Тем не менее Римская опера поставила его "Эмирала", в котором я принял участие. Барилли едва удостаивал нас взглядом. Мы были. для него ничтожными существами, сражавшимися с его музыкой. Я хорошо запомнил, что в основу оперы был положен восточный сюжет и я выходил в шикарном одеянии, с тюрбаном на голове, украшенным драгоценными камнями, с ятаганом и прочее. Вид у меня был устрашающий. Вряд ли стоит добавлять, что его рецензия на этот спектакль была более чем доброжелательной.
Чтобы перейти к Джан Франческо Малипьеро, надо сделать шаг от почти смешного к иногда великому. Долгое время широкая публика принимала творения композитора очень сдержанно, в особенности его оперные произведения. Но он все же был выдающимся музыкантом — многие из его сочинений я полюбил. За. рубежом его знали намного лучше, чем на родине.
В 1934 году меня, еще молодого студента, но уже жениха Тильды, пригласили на премьеру "Легенды о сыне-подкидыше" (либретто Пиранделло, музыка Малипьеро). Это было превосходное зрелище. В зале царила такая же ослепительная роскошь, что и на сцене. Изысканные наряды и дорогие украшения на женщинах, белые галстуки и подобающие случаю строгие костюмы на мужчинах. Разумеется, обстановка была отнюдь не демократичная, но, несомненно, подобная публика выглядит куда более привлекательно, нежели та, что одевается в соответствии со своими собственными причудами.
Как я уже сказал, Малипьеро не пользовался особой популярностью, и кое-кто пришел на премьеру с недобрыми намерениями. Не успел занавес подняться, как раздался неодобрительный гул. Свистки, шум… Одним словом, зрители старались сорвать представление и продемонстрировать свое пренебрежительное отношение к опере.

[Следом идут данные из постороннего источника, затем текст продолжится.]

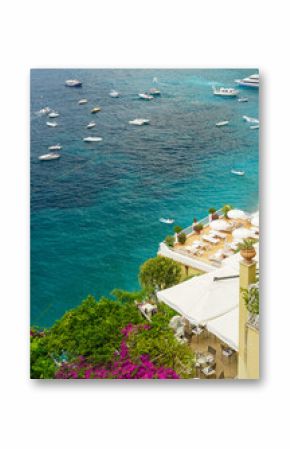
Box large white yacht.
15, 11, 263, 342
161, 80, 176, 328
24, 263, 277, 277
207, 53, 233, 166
235, 73, 259, 88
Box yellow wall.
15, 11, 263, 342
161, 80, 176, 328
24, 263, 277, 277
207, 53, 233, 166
238, 260, 259, 379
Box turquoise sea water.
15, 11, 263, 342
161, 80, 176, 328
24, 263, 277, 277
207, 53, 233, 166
31, 69, 259, 327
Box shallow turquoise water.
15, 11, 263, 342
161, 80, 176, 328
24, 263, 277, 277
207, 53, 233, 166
31, 69, 259, 327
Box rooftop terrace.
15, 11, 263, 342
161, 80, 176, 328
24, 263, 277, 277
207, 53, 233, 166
158, 209, 259, 272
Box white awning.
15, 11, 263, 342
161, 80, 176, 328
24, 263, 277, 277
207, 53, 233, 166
157, 252, 242, 326
207, 307, 239, 350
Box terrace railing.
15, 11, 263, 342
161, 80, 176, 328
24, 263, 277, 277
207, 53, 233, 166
181, 208, 223, 237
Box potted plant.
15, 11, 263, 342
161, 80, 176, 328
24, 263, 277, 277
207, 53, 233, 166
178, 232, 186, 244
222, 204, 233, 219
165, 235, 175, 247
193, 223, 204, 234
238, 238, 256, 262
208, 207, 219, 221
173, 225, 182, 234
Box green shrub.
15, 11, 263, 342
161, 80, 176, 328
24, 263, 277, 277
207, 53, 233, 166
173, 225, 183, 234
178, 232, 186, 244
222, 204, 232, 218
165, 235, 175, 247
208, 207, 216, 214
193, 223, 204, 232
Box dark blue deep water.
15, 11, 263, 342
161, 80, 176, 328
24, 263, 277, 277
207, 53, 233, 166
31, 69, 259, 326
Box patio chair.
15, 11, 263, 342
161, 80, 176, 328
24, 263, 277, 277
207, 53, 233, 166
202, 235, 219, 245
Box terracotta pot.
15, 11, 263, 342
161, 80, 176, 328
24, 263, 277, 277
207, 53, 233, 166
241, 247, 256, 262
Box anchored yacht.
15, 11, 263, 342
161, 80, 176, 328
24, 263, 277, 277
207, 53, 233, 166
65, 79, 82, 87
235, 73, 259, 88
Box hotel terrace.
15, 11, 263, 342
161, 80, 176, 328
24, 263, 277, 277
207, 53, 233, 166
156, 208, 260, 379
158, 208, 259, 273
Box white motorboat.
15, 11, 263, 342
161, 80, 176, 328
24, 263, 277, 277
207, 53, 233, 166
48, 112, 59, 118
129, 118, 150, 126
91, 107, 101, 113
65, 79, 82, 87
235, 73, 259, 88
250, 125, 259, 130
86, 121, 96, 129
212, 86, 239, 97
231, 169, 245, 176
46, 121, 58, 127
83, 137, 103, 142
238, 97, 248, 102
153, 77, 158, 83
138, 93, 154, 100
109, 90, 120, 98
160, 218, 175, 224
39, 153, 61, 161
38, 107, 51, 115
48, 144, 62, 150
148, 87, 161, 96
243, 115, 259, 124
78, 99, 88, 105
216, 120, 229, 127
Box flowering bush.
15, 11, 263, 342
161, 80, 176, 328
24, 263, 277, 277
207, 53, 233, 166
55, 323, 179, 379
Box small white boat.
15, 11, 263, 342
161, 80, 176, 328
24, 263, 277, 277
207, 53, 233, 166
91, 107, 101, 113
78, 99, 88, 105
38, 107, 51, 115
250, 125, 259, 130
231, 169, 245, 176
83, 137, 103, 142
148, 87, 161, 96
212, 86, 239, 97
129, 118, 150, 126
243, 115, 259, 124
138, 93, 154, 100
65, 79, 82, 87
48, 112, 59, 118
86, 121, 96, 129
216, 120, 229, 127
238, 97, 248, 102
48, 144, 62, 151
159, 218, 175, 224
39, 153, 61, 161
109, 90, 120, 98
46, 121, 58, 127
153, 77, 158, 83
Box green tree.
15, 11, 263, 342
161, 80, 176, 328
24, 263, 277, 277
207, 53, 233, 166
139, 256, 182, 293
46, 296, 143, 365
30, 335, 56, 379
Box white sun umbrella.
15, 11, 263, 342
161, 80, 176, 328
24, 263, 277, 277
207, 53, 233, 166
251, 212, 259, 227
232, 227, 252, 240
210, 219, 232, 231
227, 209, 248, 220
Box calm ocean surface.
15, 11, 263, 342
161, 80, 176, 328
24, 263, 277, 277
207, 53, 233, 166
31, 69, 259, 327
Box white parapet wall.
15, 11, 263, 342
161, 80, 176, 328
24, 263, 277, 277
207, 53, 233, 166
158, 242, 216, 273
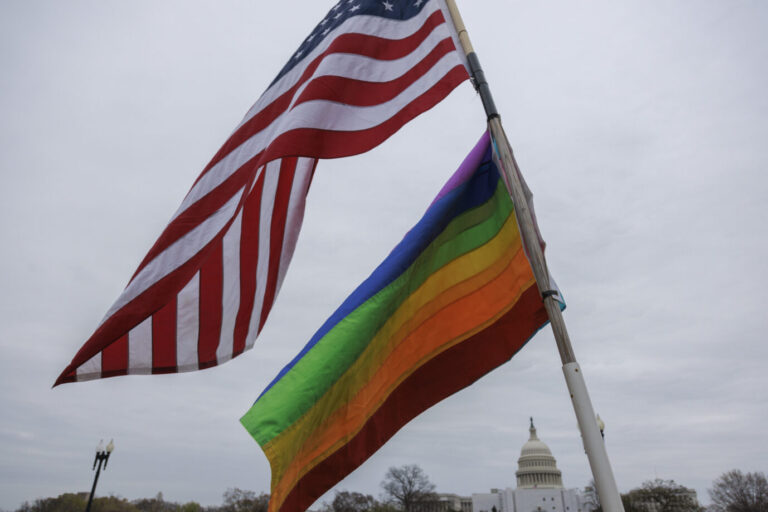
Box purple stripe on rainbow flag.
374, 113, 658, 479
429, 131, 491, 206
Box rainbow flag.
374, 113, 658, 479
240, 132, 560, 512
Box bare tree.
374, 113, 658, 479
221, 488, 269, 512
380, 465, 437, 512
584, 480, 602, 512
625, 479, 701, 512
320, 491, 377, 512
14, 494, 88, 512
15, 494, 140, 512
708, 470, 768, 512
134, 492, 178, 512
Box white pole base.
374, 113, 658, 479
562, 362, 624, 512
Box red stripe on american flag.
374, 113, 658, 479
101, 334, 128, 379
198, 239, 223, 369
293, 38, 456, 108
261, 65, 468, 161
151, 298, 178, 374
233, 173, 265, 357
258, 158, 297, 332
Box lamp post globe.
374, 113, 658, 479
85, 439, 114, 512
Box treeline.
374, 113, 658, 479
13, 489, 268, 512
11, 464, 433, 512
584, 470, 767, 512
12, 467, 768, 512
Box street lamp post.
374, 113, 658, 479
85, 439, 114, 512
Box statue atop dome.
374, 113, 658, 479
528, 417, 539, 440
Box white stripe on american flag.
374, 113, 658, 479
76, 352, 101, 380
56, 0, 468, 385
128, 317, 153, 375
276, 158, 315, 289
176, 272, 200, 370
217, 209, 243, 365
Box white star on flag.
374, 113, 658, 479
382, 1, 394, 11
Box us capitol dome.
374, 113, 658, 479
515, 418, 564, 489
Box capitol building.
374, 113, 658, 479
429, 419, 593, 512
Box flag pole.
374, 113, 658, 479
443, 2, 625, 511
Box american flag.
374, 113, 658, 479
56, 0, 469, 385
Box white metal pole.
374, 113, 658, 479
563, 363, 624, 512
442, 2, 624, 510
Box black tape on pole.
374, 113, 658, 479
467, 52, 499, 120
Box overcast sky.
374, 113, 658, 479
1, 1, 767, 511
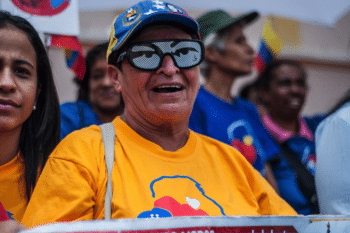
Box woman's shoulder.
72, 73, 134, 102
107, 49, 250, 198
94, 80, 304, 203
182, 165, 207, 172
60, 100, 91, 111
52, 124, 104, 164
191, 131, 252, 163
235, 97, 259, 112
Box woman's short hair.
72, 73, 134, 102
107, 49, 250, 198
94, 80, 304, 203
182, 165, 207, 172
0, 10, 60, 201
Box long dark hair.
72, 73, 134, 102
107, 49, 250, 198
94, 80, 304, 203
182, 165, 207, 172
0, 11, 60, 201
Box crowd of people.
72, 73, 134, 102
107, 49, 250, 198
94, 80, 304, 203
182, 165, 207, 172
0, 0, 349, 232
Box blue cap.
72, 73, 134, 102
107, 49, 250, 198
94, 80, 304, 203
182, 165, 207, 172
107, 0, 200, 62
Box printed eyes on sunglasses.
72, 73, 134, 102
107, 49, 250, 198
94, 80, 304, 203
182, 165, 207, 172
173, 47, 199, 57
130, 47, 199, 59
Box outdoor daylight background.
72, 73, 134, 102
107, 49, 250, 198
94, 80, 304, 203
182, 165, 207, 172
1, 0, 350, 115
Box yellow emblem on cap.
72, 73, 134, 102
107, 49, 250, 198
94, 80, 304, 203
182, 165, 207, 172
123, 8, 142, 27
107, 20, 118, 61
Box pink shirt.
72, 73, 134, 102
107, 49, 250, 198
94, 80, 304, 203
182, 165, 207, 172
262, 114, 314, 143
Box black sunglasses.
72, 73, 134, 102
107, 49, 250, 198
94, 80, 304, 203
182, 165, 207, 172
117, 39, 205, 71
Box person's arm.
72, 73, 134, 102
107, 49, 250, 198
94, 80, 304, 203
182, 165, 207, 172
237, 157, 296, 215
315, 107, 350, 214
21, 128, 106, 228
255, 172, 297, 215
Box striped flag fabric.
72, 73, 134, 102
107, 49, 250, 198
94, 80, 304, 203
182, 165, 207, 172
47, 34, 86, 80
254, 16, 282, 75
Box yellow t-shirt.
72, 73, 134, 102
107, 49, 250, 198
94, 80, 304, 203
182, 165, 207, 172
22, 117, 296, 228
0, 153, 27, 221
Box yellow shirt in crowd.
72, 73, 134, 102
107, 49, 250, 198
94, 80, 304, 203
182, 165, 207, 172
0, 153, 27, 222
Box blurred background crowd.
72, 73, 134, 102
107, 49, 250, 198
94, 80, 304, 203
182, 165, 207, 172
0, 0, 350, 227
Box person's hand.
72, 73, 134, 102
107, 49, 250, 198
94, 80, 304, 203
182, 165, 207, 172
0, 220, 26, 233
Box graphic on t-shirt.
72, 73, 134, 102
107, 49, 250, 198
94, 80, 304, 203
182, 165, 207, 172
231, 136, 257, 164
6, 211, 14, 220
138, 175, 225, 218
11, 0, 70, 16
306, 154, 316, 175
299, 144, 316, 175
227, 120, 262, 166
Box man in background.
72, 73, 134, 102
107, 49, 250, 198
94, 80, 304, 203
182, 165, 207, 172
189, 10, 279, 182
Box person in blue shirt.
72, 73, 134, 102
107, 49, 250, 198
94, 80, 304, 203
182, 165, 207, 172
60, 42, 124, 139
259, 59, 324, 215
189, 9, 279, 178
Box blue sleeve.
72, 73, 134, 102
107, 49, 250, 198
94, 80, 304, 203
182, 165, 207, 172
60, 102, 81, 140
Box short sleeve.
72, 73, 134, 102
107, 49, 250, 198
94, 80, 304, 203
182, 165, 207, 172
21, 128, 106, 228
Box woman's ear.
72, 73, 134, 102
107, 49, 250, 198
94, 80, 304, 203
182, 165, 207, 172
108, 65, 121, 93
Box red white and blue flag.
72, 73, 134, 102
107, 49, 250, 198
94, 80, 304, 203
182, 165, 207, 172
47, 34, 86, 80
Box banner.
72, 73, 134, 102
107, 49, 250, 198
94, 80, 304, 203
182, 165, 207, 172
0, 0, 79, 35
21, 215, 350, 233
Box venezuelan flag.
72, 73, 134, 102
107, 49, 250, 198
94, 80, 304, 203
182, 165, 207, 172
254, 16, 282, 75
47, 34, 86, 80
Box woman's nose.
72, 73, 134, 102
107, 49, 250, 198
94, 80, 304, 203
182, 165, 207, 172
101, 73, 114, 86
0, 69, 17, 92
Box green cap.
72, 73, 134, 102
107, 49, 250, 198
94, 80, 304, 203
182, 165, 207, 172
197, 9, 259, 41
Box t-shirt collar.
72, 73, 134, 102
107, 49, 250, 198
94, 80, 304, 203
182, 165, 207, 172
263, 114, 314, 143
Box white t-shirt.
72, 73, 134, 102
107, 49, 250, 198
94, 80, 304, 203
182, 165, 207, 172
315, 102, 350, 215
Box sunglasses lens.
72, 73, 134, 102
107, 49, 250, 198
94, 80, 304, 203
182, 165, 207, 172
172, 41, 202, 68
129, 45, 161, 70
127, 40, 203, 71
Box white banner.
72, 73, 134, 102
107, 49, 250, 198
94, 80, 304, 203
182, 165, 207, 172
0, 0, 79, 35
21, 215, 350, 233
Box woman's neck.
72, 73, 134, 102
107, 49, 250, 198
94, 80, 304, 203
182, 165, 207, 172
0, 128, 21, 166
268, 112, 299, 134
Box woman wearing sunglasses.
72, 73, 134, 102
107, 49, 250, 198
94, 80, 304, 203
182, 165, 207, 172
21, 0, 295, 228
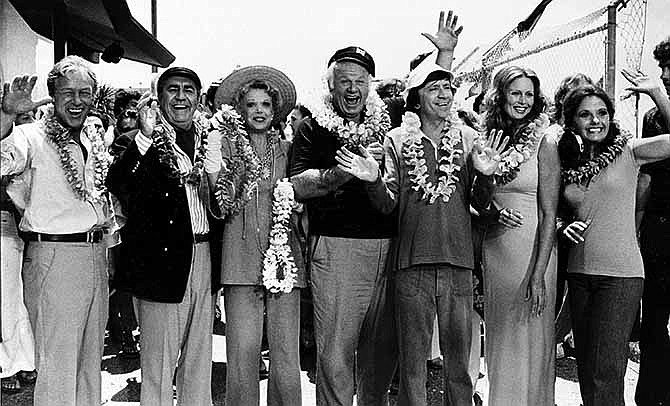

Спектакль с трудом доиграли до конца, и шум возобновился с новой силой. Зрители, сидевшие в партере, поднялись со своих мест, чтобы громко выразить недовольство… но не поведением публики, а композитором. На протяжении всей оперы он невозмутимо и как бы окаменев просидел в ложе, не обращая никакого внимания на ропот в зале, а теперь встал во весь рост, яростно аплодируя и выкрикивая: "Браво, маэстро!"
Я подумал: "Черт возьми, какая смелость!" — и полюбил его с той минуты навсегда.
Малипьеро отличался эксцентричностью: он жил на своей вилле в Асоло в окружении всевозможных животных. Он долго добивался и в конце концов получил от священника разрешение, чтобы его собака посещала мессу вместе с ним. "Она — творение божие, — заявлял он, — и все отлично понимает".